The new leasing standard (ASC 842) was issued by the FASB in February 2016 and now that we are just about four months away from the adoption date for calendar-year public entities (1/1/19), there have been several implementation questions and issues that have arisen and in response, the FASB has issued a handful of Accounting Standards Updates (ASUs). This blog post will focus on ASU 2018-11, Leases (Topic 842): Targeted Improvements, which provides some relief to entities regarding two requirements of the new standard.
ASC 842, Leases, aims to increase transparency and comparability amongst entities when it comes to lease accounting and the related disclosures. This new standard brings about a lot of change, and the challenges that entities are facing while preparing for adoption are beginning to surface. If you are still looking for some helpful resources to guide you through adoption, check out this post for more information. One of the biggest challenges of adoption that has caused some heartburn amongst accountants, is the requirement of using the modified retrospective transition method upon adoption.
Under this method, an entity would have to apply transition adjustments for the two years before the standard’s actual effective date (i.e., at the beginning of the earliest period presented in the financial statements) in order to issue comparative financial statements. Essentially, entities will have to remeasure all leases entered into during this period, so it’s a significant process of catch-up for comparative reporting purposes. But wait, there is some relief! With the issuance of ASU 2018-11, the FASB has provided entities with an additional, optional transition method.
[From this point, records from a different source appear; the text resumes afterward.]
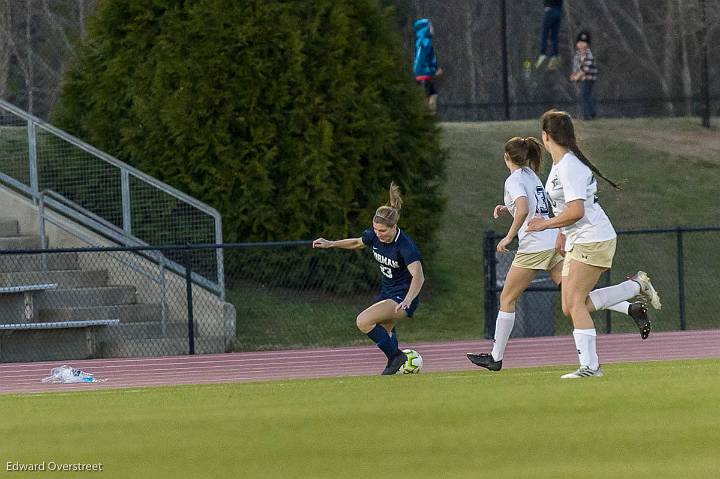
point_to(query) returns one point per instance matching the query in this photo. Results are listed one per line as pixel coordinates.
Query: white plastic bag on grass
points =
(66, 374)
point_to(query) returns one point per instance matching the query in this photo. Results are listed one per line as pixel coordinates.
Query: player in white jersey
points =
(588, 239)
(524, 198)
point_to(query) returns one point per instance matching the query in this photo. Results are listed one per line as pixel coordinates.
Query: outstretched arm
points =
(520, 214)
(349, 243)
(416, 271)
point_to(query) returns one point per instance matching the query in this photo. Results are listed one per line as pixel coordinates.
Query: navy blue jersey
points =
(393, 258)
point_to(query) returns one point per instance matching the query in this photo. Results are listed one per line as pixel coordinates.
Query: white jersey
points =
(524, 182)
(570, 179)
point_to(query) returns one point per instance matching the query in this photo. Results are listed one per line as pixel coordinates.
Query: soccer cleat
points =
(583, 372)
(394, 364)
(647, 291)
(553, 63)
(485, 360)
(638, 311)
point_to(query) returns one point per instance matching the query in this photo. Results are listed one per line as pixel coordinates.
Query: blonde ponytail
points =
(389, 214)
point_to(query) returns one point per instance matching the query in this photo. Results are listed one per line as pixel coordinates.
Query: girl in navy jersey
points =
(402, 278)
(588, 239)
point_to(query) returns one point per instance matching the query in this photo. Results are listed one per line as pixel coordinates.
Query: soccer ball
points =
(413, 362)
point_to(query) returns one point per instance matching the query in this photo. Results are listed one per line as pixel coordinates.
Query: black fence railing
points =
(681, 261)
(75, 303)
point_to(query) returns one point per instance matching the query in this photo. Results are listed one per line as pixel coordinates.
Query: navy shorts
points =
(398, 299)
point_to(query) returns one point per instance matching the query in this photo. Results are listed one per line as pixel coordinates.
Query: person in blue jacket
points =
(402, 278)
(425, 66)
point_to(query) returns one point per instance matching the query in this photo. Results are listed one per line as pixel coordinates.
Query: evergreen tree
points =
(290, 117)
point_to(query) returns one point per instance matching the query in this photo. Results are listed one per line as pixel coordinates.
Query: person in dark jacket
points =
(425, 67)
(551, 28)
(584, 74)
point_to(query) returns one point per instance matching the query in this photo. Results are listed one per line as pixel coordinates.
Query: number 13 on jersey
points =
(386, 271)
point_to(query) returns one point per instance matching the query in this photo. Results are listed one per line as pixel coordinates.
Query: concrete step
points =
(36, 262)
(9, 227)
(126, 313)
(20, 242)
(159, 347)
(44, 345)
(63, 278)
(144, 330)
(86, 297)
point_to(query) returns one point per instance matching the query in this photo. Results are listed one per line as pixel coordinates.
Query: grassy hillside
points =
(669, 168)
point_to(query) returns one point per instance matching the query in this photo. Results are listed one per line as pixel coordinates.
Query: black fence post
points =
(681, 280)
(188, 289)
(490, 265)
(505, 73)
(608, 316)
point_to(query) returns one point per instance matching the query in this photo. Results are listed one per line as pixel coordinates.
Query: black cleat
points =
(638, 311)
(394, 364)
(485, 360)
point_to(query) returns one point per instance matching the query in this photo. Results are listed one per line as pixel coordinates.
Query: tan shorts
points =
(598, 254)
(542, 260)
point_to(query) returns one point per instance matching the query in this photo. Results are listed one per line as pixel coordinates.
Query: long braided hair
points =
(558, 125)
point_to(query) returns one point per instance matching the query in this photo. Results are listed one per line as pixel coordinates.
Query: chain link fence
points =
(679, 261)
(650, 56)
(124, 301)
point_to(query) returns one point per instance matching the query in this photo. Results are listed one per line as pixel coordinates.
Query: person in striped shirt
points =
(584, 74)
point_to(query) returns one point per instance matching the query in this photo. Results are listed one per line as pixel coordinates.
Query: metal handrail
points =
(95, 222)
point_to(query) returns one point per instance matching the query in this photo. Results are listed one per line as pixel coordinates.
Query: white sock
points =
(603, 298)
(503, 328)
(585, 341)
(622, 307)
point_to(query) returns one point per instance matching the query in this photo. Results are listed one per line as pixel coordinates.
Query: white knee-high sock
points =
(622, 307)
(585, 340)
(503, 328)
(603, 298)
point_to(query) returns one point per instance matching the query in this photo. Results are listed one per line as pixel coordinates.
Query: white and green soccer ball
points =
(413, 362)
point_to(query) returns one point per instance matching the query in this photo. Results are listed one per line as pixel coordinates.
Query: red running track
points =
(351, 361)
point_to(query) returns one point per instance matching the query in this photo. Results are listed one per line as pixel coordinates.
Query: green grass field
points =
(668, 167)
(642, 420)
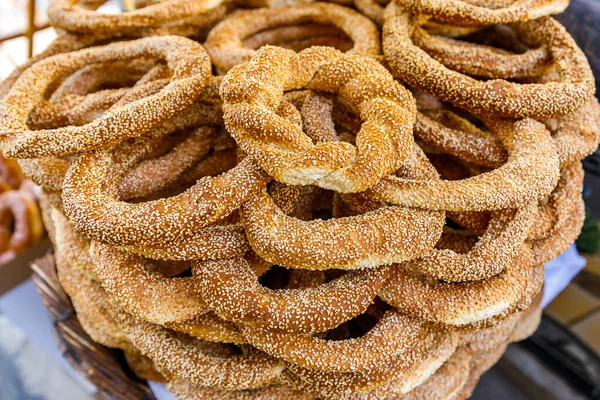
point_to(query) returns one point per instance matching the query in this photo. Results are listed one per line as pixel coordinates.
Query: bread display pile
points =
(272, 199)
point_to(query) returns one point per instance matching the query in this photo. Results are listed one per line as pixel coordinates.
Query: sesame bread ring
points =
(209, 327)
(564, 234)
(131, 280)
(420, 357)
(576, 135)
(530, 173)
(187, 60)
(285, 36)
(49, 172)
(225, 41)
(462, 12)
(379, 345)
(458, 303)
(72, 16)
(529, 320)
(482, 60)
(90, 302)
(251, 93)
(553, 214)
(231, 290)
(458, 137)
(95, 209)
(491, 254)
(185, 390)
(74, 248)
(10, 172)
(378, 237)
(143, 367)
(493, 97)
(445, 383)
(205, 363)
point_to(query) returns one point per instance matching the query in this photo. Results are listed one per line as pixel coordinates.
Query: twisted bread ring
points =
(459, 303)
(384, 342)
(185, 390)
(251, 92)
(49, 172)
(69, 15)
(493, 97)
(285, 36)
(413, 366)
(493, 252)
(230, 289)
(463, 12)
(96, 211)
(204, 363)
(10, 172)
(552, 215)
(225, 41)
(122, 274)
(187, 60)
(531, 172)
(90, 303)
(482, 60)
(379, 237)
(564, 234)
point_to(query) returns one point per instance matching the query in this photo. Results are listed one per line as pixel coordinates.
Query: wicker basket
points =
(103, 367)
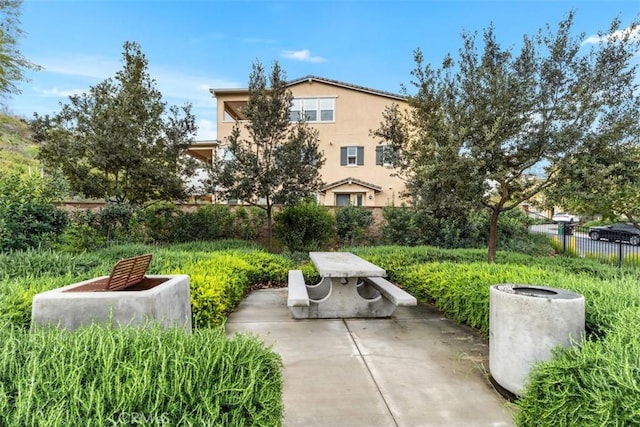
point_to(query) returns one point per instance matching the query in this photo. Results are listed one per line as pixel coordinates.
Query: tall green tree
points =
(478, 125)
(12, 63)
(273, 160)
(119, 141)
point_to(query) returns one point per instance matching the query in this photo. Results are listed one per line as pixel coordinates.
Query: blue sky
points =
(196, 45)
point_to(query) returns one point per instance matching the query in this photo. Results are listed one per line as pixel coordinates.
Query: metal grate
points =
(128, 272)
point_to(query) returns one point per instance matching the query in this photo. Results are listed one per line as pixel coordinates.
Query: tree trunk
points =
(493, 235)
(269, 229)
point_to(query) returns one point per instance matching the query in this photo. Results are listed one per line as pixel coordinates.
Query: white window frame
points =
(352, 155)
(315, 105)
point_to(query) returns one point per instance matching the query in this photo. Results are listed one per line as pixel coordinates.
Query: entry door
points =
(343, 199)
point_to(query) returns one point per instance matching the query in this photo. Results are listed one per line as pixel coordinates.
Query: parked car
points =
(565, 217)
(616, 233)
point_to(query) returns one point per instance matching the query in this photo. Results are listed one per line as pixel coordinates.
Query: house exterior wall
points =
(356, 113)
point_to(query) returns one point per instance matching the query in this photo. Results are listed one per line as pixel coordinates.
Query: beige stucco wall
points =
(356, 114)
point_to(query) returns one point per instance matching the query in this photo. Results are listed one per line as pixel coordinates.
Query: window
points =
(385, 154)
(343, 199)
(314, 109)
(226, 154)
(352, 156)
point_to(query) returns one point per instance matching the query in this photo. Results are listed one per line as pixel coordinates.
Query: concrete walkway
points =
(413, 369)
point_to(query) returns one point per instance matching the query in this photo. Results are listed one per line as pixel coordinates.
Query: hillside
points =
(17, 148)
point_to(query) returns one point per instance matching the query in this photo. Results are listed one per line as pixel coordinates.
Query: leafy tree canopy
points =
(478, 124)
(12, 62)
(119, 141)
(273, 161)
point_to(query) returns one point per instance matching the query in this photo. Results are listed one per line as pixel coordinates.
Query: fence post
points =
(620, 253)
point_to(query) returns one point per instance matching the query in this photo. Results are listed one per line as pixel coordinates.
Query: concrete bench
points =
(390, 291)
(298, 295)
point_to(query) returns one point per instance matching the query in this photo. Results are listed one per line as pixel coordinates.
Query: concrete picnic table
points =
(349, 287)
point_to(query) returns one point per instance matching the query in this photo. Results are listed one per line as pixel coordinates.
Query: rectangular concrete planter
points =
(161, 299)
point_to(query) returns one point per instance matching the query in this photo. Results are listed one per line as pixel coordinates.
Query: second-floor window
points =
(352, 156)
(312, 109)
(385, 155)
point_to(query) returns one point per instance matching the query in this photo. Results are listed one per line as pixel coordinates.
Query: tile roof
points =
(310, 78)
(351, 181)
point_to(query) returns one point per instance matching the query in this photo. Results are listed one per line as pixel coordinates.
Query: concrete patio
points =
(416, 368)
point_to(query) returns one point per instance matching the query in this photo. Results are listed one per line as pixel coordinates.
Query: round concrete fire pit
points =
(525, 323)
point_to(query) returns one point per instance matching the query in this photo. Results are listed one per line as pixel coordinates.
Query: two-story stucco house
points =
(356, 169)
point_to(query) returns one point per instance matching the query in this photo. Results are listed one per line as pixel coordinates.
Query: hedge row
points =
(220, 274)
(132, 376)
(597, 383)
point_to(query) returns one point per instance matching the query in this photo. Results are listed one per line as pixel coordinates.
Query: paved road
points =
(584, 245)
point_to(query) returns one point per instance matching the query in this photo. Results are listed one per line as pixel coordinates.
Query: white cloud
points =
(55, 92)
(302, 55)
(633, 33)
(80, 65)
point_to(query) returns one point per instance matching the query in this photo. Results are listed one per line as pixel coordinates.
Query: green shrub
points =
(248, 222)
(114, 221)
(219, 281)
(28, 218)
(400, 227)
(102, 376)
(159, 221)
(411, 227)
(304, 227)
(352, 223)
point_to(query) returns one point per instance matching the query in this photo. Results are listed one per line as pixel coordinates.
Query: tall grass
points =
(220, 272)
(102, 376)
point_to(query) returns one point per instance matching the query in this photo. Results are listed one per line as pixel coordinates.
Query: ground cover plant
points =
(103, 376)
(100, 376)
(596, 383)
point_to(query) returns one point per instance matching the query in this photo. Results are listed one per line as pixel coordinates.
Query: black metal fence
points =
(618, 248)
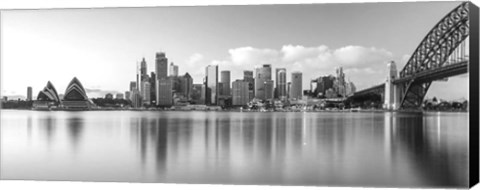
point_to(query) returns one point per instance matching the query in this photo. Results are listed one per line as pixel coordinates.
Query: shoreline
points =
(254, 111)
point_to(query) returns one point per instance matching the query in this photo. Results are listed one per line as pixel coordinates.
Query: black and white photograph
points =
(373, 95)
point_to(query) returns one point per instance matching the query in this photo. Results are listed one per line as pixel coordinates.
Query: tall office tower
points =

The new transition method allows entities to initially apply the transition provisions at the adoption date and recognize a cumulative-effect adjustment to the opening balance of retained earnings in the period of adoption. This transition method would eliminate the need for comparative period financial information! But remember that this additional transition method only changes when an entity is required to initially apply the transition requirements and does not change how those requirements apply.
The other relief that ASU 2018-11 provides relates to separating components of a contract, which is specific to the lessor side of accounting. ASC 842 specified that a lessor must separate lease components from nonlease components in order to allocate the consideration of the contract to the various components, then apply the appropriate accounting guidance to the lease and nonlease components, separately. Examples of nonlease components would be items like maintenance services or other activities that transfer a good or service to the customer, other than the asset being leased.
The relief provided under the ASU allows lessors to not separate the nonlease components from the associated lease component, similar to the practical expedient already allowed for lessees. However, the application of the lessor’s practical expedient is limited to circumstances in which the nonlease component(s) otherwise would be accounted for under the new revenue standard (ASC 606) and both of the following conditions are met:
- The timing and pattern of transfer are the same for the nonlease component(s) and associated lease component.
- The lease component, if accounted for separately, would be classified as an operating lease.
The ASU also provides clarity on which ASC Topic (ASC 842 or ASC 606) applies to the combined component. If a lessor elects this new practical expedient, there will also be certain disclosures required.
Hopefully both reliefs provided by ASU 2018-11 will ease the stress and difficulty associated with the adoption of ASC 842. The effective date of the new ASU varies depending on if an entity has already adopted ASC 842. If an entity has not adopted ASU 842, ASU 2018-11 follows the same effective and transition dates as ASC 842.